Horizontal Enlightenment, or just old-fashioned Enlightenment, is realized selflessness, Big Mind waking up to its own nature. It is independent of the particulars of the content: whatever arises is recognized as Spirit, as emptiness dancing, absent of any I.
This awakening is the final release from the suffering of the story of I, it is the final coming home, the Ground of the seeing and the seen awakening to itself.
Vertical Enlightenment, or Self-Realization, has everything to do with the particulars of the content, specifically where the universe is in its evolution, and where this individual soul and human self are in their development.
It especially has to do with the healing, maturing and development of this soul and human self, this individual Being which in this particular case is the vehicle for Big Mind awakening to its own nature.
This being which arises as everything else, and as everything else is inherently absent of any I, yet also functions as a vehicle for Big Mind in the world of form, and is an aspect of the evolution of the world of form.
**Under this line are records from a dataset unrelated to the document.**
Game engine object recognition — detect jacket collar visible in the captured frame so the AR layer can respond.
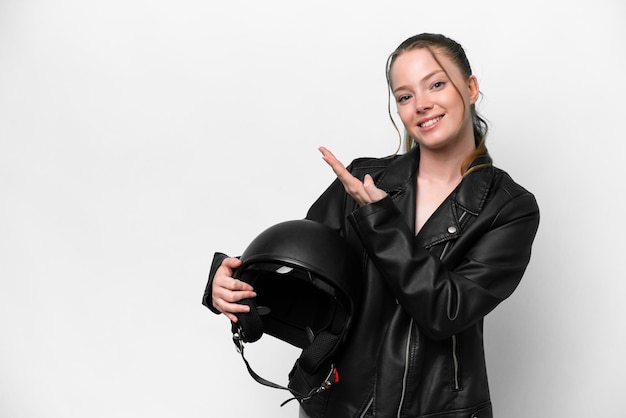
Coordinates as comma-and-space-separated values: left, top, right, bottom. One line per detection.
377, 147, 494, 246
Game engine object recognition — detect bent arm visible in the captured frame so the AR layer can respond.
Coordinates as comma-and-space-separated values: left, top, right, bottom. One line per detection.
349, 194, 539, 339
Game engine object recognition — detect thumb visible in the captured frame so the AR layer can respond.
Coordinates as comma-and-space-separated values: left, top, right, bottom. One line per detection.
363, 174, 387, 202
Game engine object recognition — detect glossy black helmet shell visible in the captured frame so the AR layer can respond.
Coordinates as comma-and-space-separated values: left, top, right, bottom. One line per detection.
234, 219, 361, 348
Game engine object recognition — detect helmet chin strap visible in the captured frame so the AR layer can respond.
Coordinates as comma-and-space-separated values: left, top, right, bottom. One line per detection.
233, 331, 339, 406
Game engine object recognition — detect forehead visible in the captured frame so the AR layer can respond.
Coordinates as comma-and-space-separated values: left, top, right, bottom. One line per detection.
389, 48, 460, 84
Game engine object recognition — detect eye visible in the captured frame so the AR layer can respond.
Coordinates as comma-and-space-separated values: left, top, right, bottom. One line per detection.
396, 94, 411, 103
432, 81, 446, 90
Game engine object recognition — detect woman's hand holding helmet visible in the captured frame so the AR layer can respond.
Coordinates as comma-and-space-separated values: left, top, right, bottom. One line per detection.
211, 257, 256, 322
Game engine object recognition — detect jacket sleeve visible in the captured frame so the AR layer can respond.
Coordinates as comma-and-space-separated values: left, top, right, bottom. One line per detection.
349, 193, 539, 339
202, 252, 228, 314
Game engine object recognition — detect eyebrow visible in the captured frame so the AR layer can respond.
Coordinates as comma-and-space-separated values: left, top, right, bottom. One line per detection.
393, 68, 446, 93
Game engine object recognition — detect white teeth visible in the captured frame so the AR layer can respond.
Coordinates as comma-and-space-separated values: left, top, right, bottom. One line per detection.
420, 116, 441, 128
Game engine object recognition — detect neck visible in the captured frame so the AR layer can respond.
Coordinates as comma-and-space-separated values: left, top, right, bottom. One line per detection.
418, 142, 473, 183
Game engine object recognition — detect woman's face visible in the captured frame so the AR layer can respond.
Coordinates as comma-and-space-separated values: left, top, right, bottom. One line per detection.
390, 48, 479, 150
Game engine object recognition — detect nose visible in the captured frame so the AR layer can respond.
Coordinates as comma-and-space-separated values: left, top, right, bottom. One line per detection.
415, 94, 433, 113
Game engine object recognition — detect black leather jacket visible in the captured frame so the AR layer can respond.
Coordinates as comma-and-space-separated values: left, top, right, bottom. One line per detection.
205, 148, 539, 418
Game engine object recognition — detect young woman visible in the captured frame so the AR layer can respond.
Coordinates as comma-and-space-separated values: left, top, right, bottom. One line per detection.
205, 34, 539, 418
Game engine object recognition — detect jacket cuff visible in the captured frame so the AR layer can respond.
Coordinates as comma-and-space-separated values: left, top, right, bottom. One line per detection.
202, 252, 228, 314
348, 195, 398, 226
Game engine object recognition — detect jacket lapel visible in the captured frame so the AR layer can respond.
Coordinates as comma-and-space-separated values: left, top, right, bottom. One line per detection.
376, 147, 494, 247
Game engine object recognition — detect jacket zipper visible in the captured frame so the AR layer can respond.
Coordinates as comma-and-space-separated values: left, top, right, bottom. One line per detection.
396, 318, 413, 418
396, 217, 466, 418
359, 396, 374, 418
452, 335, 461, 390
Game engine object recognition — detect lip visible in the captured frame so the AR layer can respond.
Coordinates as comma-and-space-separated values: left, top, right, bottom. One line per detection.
417, 115, 445, 130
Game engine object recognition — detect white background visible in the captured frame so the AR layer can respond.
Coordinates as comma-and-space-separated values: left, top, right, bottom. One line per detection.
0, 0, 626, 418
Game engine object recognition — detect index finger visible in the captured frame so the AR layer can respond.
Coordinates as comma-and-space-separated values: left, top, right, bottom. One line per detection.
319, 147, 360, 185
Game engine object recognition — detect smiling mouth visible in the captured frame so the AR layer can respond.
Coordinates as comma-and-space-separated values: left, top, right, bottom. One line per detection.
418, 116, 443, 128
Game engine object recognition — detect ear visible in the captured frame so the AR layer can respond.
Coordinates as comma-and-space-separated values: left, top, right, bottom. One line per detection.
467, 75, 480, 104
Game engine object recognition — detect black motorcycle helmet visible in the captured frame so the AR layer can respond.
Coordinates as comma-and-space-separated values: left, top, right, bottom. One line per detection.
232, 219, 361, 401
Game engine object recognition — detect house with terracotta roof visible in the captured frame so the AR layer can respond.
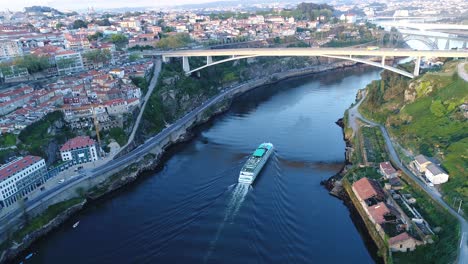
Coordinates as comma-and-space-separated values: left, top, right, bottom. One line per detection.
367, 202, 391, 225
388, 232, 423, 252
379, 161, 398, 179
60, 136, 98, 165
0, 156, 49, 207
425, 164, 449, 184
352, 177, 385, 202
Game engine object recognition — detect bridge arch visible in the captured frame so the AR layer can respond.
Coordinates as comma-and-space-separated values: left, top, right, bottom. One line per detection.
402, 35, 439, 50
177, 55, 414, 78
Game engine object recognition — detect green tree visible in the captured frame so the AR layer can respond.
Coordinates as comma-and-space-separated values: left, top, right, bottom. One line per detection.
95, 18, 112, 27
128, 53, 142, 62
431, 100, 447, 117
110, 34, 128, 49
87, 31, 104, 41
73, 19, 88, 29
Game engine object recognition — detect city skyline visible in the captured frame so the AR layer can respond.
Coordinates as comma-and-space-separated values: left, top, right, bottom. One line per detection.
2, 0, 227, 11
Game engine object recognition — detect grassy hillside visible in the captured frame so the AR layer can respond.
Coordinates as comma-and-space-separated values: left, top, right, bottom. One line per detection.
360, 62, 468, 212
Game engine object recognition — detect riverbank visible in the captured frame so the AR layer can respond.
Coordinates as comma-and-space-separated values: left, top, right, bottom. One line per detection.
3, 58, 372, 260
326, 73, 462, 263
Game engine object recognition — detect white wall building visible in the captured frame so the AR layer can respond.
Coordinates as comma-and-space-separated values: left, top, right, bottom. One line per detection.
0, 156, 49, 208
60, 136, 98, 165
414, 155, 432, 173
55, 50, 84, 75
426, 164, 449, 184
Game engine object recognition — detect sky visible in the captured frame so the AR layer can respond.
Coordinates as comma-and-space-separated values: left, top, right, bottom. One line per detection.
0, 0, 225, 11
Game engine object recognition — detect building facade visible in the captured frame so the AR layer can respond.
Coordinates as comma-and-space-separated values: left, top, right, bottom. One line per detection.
0, 40, 23, 60
425, 164, 449, 184
60, 136, 98, 165
55, 50, 84, 75
0, 156, 50, 207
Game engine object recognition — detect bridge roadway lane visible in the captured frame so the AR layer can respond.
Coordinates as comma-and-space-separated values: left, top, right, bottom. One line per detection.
0, 79, 241, 232
153, 48, 468, 58
348, 94, 468, 264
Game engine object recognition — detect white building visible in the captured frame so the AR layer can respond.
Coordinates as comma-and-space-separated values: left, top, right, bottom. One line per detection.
60, 136, 98, 165
55, 50, 84, 75
426, 164, 449, 184
414, 155, 432, 173
0, 40, 23, 60
0, 156, 49, 208
346, 14, 357, 23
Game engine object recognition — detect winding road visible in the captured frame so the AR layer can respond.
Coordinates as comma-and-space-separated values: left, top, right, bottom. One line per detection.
116, 60, 161, 155
348, 94, 468, 264
457, 63, 468, 82
0, 74, 256, 237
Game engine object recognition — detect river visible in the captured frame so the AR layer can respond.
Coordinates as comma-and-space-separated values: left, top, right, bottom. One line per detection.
24, 68, 380, 263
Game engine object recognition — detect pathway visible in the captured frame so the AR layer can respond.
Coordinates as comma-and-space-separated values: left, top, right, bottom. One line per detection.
113, 59, 161, 156
458, 62, 468, 82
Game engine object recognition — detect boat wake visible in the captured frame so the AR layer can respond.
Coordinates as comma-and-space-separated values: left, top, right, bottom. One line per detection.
203, 183, 252, 263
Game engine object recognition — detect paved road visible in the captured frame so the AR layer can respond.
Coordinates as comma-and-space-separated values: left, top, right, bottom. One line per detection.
147, 47, 468, 58
0, 77, 256, 232
458, 63, 468, 82
348, 95, 468, 264
116, 60, 161, 155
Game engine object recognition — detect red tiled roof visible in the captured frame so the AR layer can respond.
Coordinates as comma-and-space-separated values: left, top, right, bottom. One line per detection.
368, 202, 390, 224
380, 161, 396, 175
389, 232, 412, 245
60, 136, 96, 151
0, 156, 42, 181
353, 178, 384, 200
104, 98, 125, 106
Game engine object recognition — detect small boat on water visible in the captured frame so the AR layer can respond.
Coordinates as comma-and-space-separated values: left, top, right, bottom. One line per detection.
238, 143, 274, 184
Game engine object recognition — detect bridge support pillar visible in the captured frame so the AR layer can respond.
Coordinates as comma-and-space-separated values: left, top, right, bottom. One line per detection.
413, 57, 421, 77
445, 39, 450, 50
182, 56, 190, 74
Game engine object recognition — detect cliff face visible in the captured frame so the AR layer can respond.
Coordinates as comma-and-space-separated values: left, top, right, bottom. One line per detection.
360, 61, 468, 212
139, 57, 328, 141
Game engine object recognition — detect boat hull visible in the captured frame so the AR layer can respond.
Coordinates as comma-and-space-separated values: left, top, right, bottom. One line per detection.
238, 143, 274, 184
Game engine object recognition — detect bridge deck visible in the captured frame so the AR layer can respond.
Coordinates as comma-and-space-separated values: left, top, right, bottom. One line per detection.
153, 48, 468, 58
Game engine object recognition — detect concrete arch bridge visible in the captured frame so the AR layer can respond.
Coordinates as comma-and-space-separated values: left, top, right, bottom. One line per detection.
143, 48, 468, 78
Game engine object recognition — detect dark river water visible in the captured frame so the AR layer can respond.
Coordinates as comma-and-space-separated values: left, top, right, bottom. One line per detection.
24, 66, 379, 263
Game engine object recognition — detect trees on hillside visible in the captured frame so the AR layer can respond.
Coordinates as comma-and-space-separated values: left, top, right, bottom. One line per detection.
109, 34, 128, 49
83, 49, 112, 64
13, 55, 50, 74
156, 33, 192, 49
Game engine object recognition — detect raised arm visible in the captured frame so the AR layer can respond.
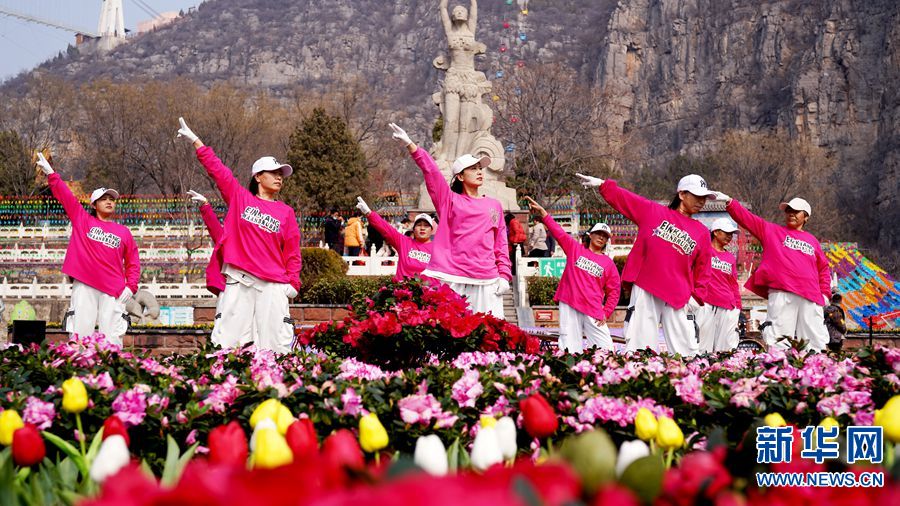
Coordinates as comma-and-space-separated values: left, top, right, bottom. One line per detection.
603, 263, 622, 319
390, 123, 454, 219
177, 118, 248, 205
525, 197, 580, 256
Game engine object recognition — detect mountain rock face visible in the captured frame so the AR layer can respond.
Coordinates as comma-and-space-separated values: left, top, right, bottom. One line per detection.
7, 0, 900, 264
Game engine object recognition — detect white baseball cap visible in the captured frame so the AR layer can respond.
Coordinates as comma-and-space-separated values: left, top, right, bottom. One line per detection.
588, 223, 612, 237
452, 154, 491, 176
778, 197, 812, 216
91, 188, 119, 204
413, 213, 437, 229
709, 218, 738, 232
677, 174, 716, 200
251, 156, 294, 177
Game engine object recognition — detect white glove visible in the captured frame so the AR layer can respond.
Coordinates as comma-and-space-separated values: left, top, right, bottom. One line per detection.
37, 152, 55, 176
575, 172, 603, 188
388, 123, 413, 146
713, 192, 731, 205
188, 190, 209, 206
116, 286, 134, 304
175, 118, 199, 143
356, 197, 372, 216
684, 297, 700, 314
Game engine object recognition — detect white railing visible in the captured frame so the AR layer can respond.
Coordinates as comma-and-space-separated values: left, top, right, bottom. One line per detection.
0, 278, 215, 299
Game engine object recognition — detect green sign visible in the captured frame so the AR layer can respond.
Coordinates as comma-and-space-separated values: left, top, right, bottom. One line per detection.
538, 258, 566, 278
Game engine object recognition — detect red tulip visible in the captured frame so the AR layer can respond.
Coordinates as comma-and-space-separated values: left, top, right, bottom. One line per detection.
322, 429, 365, 469
519, 394, 559, 439
209, 421, 250, 466
103, 415, 131, 446
284, 418, 319, 460
13, 423, 47, 466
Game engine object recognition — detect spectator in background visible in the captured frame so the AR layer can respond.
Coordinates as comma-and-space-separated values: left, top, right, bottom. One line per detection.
503, 211, 528, 274
528, 220, 550, 257
325, 207, 344, 251
824, 293, 847, 351
344, 210, 366, 257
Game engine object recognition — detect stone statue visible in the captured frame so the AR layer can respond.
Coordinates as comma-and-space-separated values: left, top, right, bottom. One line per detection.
419, 0, 519, 210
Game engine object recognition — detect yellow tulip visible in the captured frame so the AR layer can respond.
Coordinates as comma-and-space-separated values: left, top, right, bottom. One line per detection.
253, 429, 294, 469
359, 413, 388, 453
634, 408, 659, 441
0, 409, 25, 446
250, 399, 281, 429
875, 395, 900, 443
63, 377, 87, 414
763, 413, 787, 427
656, 416, 684, 450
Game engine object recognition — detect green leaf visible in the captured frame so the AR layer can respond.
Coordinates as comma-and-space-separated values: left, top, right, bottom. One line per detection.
619, 454, 666, 504
41, 431, 88, 478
Self-Realization is never complete. It is a work in progress. It evolves with and as the world of form.
What we miss out of if there is one, and not the other
If there is only, or even mainly, a focus on Enlightenment, the healing, maturing and development of our human self may freeze to some extent, or at least not unfold as much as it is invited to within this new context of realized selflessness.
And although working on Self-Realization alone can certainly be rewarding, it never gives the same sense of completeness and finality as horizontal Enlightenment. There will always be a sense of something missing, which is true: realized selflessness.
So where do some of the many approaches fit in this framework?
Of the ones that work mainly on Enlightenment, we find traditional Advaita and Zen, and the Center for Sacred Sciences.
Of the ones working mainly on Self-Realization, we find western psychology (at its best), self-help approaches, shadow work, energy work, body-centered practices, various forms of yoga, and so on.
And of the ones including both, we find the Big Mind process, The Work, Adyashanti, Ken Wilber, and most of the folks associated with the integral institute (they are at least interested in or moving towards addressing both).
The Big Mind process helps with integration, healing, maturing and development at our human level, and also with Big Mind awakening to its own nature.
The Work allows beliefs to unravel, allowing our human self to heal, mature and flower, and also, eventually, and if we take it that far, revealing Big Mind and the Ground.
Adyashanti, while mainly focusing on realized selflessness, certainly also addresses and encourages the flowering of Spirit in our human life.